The Economic Effects of the Abolition of Serfdom: Evidence from the Russian Empire

Andrei Markevich (New Economic School)
Ekaterina Zhuravskaya (Paris School of Economics)

Abstract: We document a very large increase in agricultural productivity, peasants’ living standards, and industrial development in late 19th century Imperial Russia as a result of the abolition of serfdom in 1861. A counterfactual exercise shows that if serfs were freed in 1820, by 1913 Russia would have been more than one-and-a-half times richer, compared to what it actually was.
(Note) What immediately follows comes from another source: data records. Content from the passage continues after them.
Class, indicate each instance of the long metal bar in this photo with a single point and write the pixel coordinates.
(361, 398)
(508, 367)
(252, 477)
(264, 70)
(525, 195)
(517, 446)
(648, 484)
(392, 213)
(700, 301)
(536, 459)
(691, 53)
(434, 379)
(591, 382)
We construct a novel province-level panel dataset of development outcomes, and conduct a difference-in-differences analysis of the effects of the abolition of serfdom, relying on cross-sectional variation in the shares of serfs and the timing of the different stages of reform, controlling for unobserved variation across provinces and over time, as well as province-specific development trends. We disentangle the two stages of the abolition of serfdom: the emancipation of serfs and the subsequent land reform. We show that, in contrast to the large positive effect of emancipation, land reform negatively affected agricultural productivity. We provide evidence that a shift to more marketable crops from traditional non-marketable crops is the main mechanism behind the positive effect of emancipation, and the increase in the power of re-partition peasant communes is the main mechanism behind the negative effect of land reform.